Il romanzo è l’arte dell’inventiva letteraria con cui uno scrittore racconta una storia che coinvolge più protagonisti, descrivendone, di pagina in pagina, l’evoluzione dei fatti. La dimensione creativa è necessaria se si vuole rifuggire dalla cronaca e dal genere della biografia necessariamente più attenta ai dati storici e geografici. L’artificio creativo narrativo consente di uscire dal tempo e rendere una vicenda, oltre che brillante, anche contemporanea al lettore. Tanto più se il romanzo si colloca in un passato lontano e ruota attorno alla figura di un santo. Un santo è un uomo la cui posizione sulla vita, la cui piena radicale dedizione a Dio e al prossimo è, in realtà, ciò che ciascuno desidererebbe essere. Non fare. Semplicemente essere.

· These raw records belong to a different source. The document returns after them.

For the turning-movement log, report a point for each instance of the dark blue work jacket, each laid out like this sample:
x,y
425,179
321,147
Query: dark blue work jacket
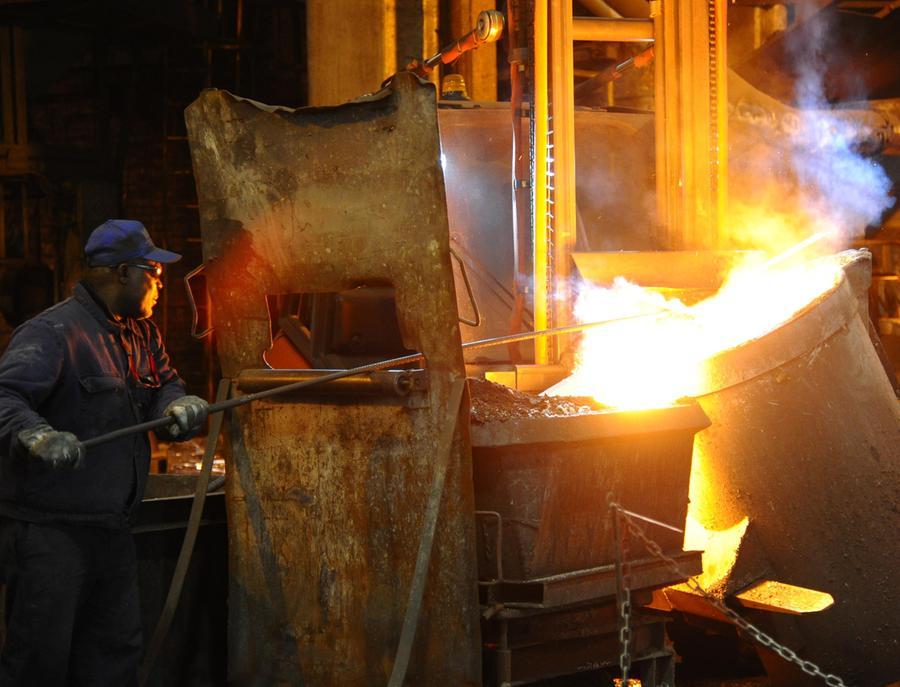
x,y
80,371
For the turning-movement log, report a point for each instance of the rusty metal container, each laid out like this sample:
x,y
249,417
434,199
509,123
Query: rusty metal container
x,y
326,498
805,441
548,479
546,541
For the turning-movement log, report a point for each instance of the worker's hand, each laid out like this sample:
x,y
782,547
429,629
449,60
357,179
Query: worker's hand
x,y
189,413
55,449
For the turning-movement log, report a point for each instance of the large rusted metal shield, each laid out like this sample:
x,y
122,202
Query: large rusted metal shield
x,y
326,499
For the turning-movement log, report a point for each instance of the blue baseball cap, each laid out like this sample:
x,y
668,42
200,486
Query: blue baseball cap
x,y
120,240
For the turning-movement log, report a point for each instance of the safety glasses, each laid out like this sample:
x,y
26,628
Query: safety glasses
x,y
155,270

Gioioso mendicante di De Whol

“Il gioioso mendicante” di L. De Whol

Nel romanzo di L. Whol “ Il gioioso mendicante”(pag.390, euro 11, edizione Bur  Rizzoli), questa dinamica narrativa è salvaguardata dalla straordinaria figura di Ruggero, conte di Vandria, Cavaliere del Re Federico. E’ lui, il protagonista. È lui l’artificio di fantasia  che consente a De Whol di non cadere in una biografia ,pur conservando la fedeltà alla storia proiettandola dentro la contemporaneità di ciascuno. Ruggero è il personaggio sul quale il lettore può riconoscersi nelle sue debolezze e nelle sue attese deluse. Nel suo peccato e nella sua inquietudine. La sua tristezza è simile alla mia che leggo. Ruggero è l’uomo comune. Non è il Santo. E’ l’opportunista, il vanitoso, l’avido. La sua vita è, sin dall’inizio, dal primo incontro una mendicanza. Non chiede tanto denaro, quanto un Castello, eredità di una nobiltà di famiglia da inseguire sempre, come certe felicità. Un castello di sabbia si rivelerà. Una speranza vana quella per cui vive. Un idolo, un Dio falso per il quale bruciare l’incenso della sua gioventù, dei suoi talenti, di un bene possibile per spargere il male odore di un’esistenza ad inseguire un male banale quanto la polvere portata dal vento.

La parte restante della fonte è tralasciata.